Examining the human experience: anthropology professor Mike Coggeshall
Mike Coggeshall’s interest in culture is evident by the collection of artifacts displayed throughout his office. From the collection of Czech Republic beer coasters to stuffed animal chimpanzees and apes, his passion for stories and the people who tell them began with a pursuit of better understanding humanity.
“I remember debating in college on whether humans were innately good or evil and if the role of government was to liberate or restrain,” recalls Coggeshall. “But none of this matters if we don’t understand what it means to be human.”
Anthropology is the study of origins, social customs, societies and the development of humanity. This discipline often asks questions like, “How do groups of people see the world differently?”
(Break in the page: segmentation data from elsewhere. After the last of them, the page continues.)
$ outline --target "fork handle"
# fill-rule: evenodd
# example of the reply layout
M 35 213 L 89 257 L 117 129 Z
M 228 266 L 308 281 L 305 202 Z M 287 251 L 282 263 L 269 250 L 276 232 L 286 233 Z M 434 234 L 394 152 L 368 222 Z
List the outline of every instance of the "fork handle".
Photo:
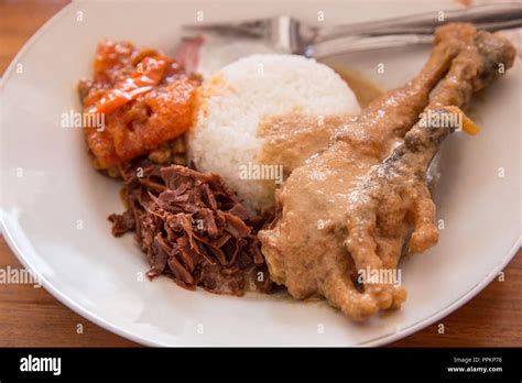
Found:
M 312 44 L 350 35 L 381 36 L 389 34 L 433 34 L 446 22 L 470 22 L 478 29 L 497 31 L 522 26 L 522 4 L 505 2 L 469 7 L 439 13 L 420 13 L 407 17 L 315 29 Z

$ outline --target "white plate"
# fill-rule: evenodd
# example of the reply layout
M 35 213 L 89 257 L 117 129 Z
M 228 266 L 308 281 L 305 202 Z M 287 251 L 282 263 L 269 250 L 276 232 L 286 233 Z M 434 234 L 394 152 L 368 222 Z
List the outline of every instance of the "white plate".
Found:
M 456 7 L 444 7 L 449 6 Z M 376 346 L 428 326 L 475 296 L 519 248 L 520 65 L 477 98 L 472 110 L 482 132 L 454 135 L 444 145 L 436 199 L 445 228 L 436 248 L 403 262 L 409 291 L 403 309 L 363 325 L 320 302 L 194 293 L 166 277 L 139 282 L 145 258 L 132 236 L 112 238 L 107 221 L 122 210 L 120 185 L 90 167 L 81 132 L 61 128 L 61 116 L 79 110 L 75 85 L 89 76 L 104 36 L 172 53 L 180 25 L 195 22 L 198 11 L 206 21 L 290 13 L 311 22 L 323 11 L 325 22 L 338 23 L 444 7 L 413 0 L 68 6 L 26 44 L 1 84 L 2 220 L 9 244 L 68 307 L 144 344 Z M 345 62 L 392 87 L 412 77 L 427 53 L 394 50 Z M 384 75 L 377 74 L 379 63 Z

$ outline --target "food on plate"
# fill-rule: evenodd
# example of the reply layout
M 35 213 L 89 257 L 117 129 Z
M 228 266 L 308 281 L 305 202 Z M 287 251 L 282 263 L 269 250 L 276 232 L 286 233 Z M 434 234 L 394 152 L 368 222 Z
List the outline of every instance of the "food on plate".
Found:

“Since college, the different ways people see the world have always been of interest to me,” remembers Coggeshall. “I think the single driving question that led me to anthropology is ‘What does it mean to be human?’”
Coggeshall became focused on the “how” and “why” people see things differently, which resulted in his interest in cultural anthropology. These are the types of questions Coggeshall has explored in over two decades of teaching at Clemson.
Coggeshall’s thirst for answers has led him to study the culture of German-Americans in the Ozarks and to write a book on Southern culture in Upstate South Carolina, entitled “Carolina Piedmont Country.” He has also done research for the Department of National Resources regarding the Liberian community in the former Jocassee Valley.
“Many people were displaced by the flooding of Jocassee Valley, and my work examined the cultural interpretation of land from those who lived in this mountainous area,” said Coggeshall. “I looked at how and why land is important to these people and what it means to be forced to give up their land.”
A few years ago Coggeshall was driving around the former Jocassee Valley area as part of his project on mountain cultures and happened upon Soapstone Church in Liberia. After befriending Mable Owens Clarke, who is the last living descendant of the original Soapstone families, Coggeshall worked with Clark to document the history of the Soapstone Church family.
Coggeshall partnered with fellow Clemson anthropology professors, Melissa Vogel and Katherine Weisensee, to survey and map the slave cemetery at Soapstone Church in northern Pickens County, which was in disrepair after decades of neglect. Members of the student Clemson Anthropology Club joined the Clemson faculty to rake, measure, identify and map grave stones near the first black church and the first black school in Upstate South Carolina.
The Liberia cultural project at the Soapstone Church still holds great promise. Coggeshall is currently working with other Clemson faculty on developing a Creative Inquiry course that would focus on creating a documentary film on the historic Liberian church.
“The Soapstone Church documentary film project is an exciting opportunity for students to gain experience making a documentary and wrestling with the cultural challenges with regards to filmmaking,” says Coggeshall. “For example, who speaks for the people you are documenting? Is it a narrative voice or is it the people themselves that get to share their own culture?”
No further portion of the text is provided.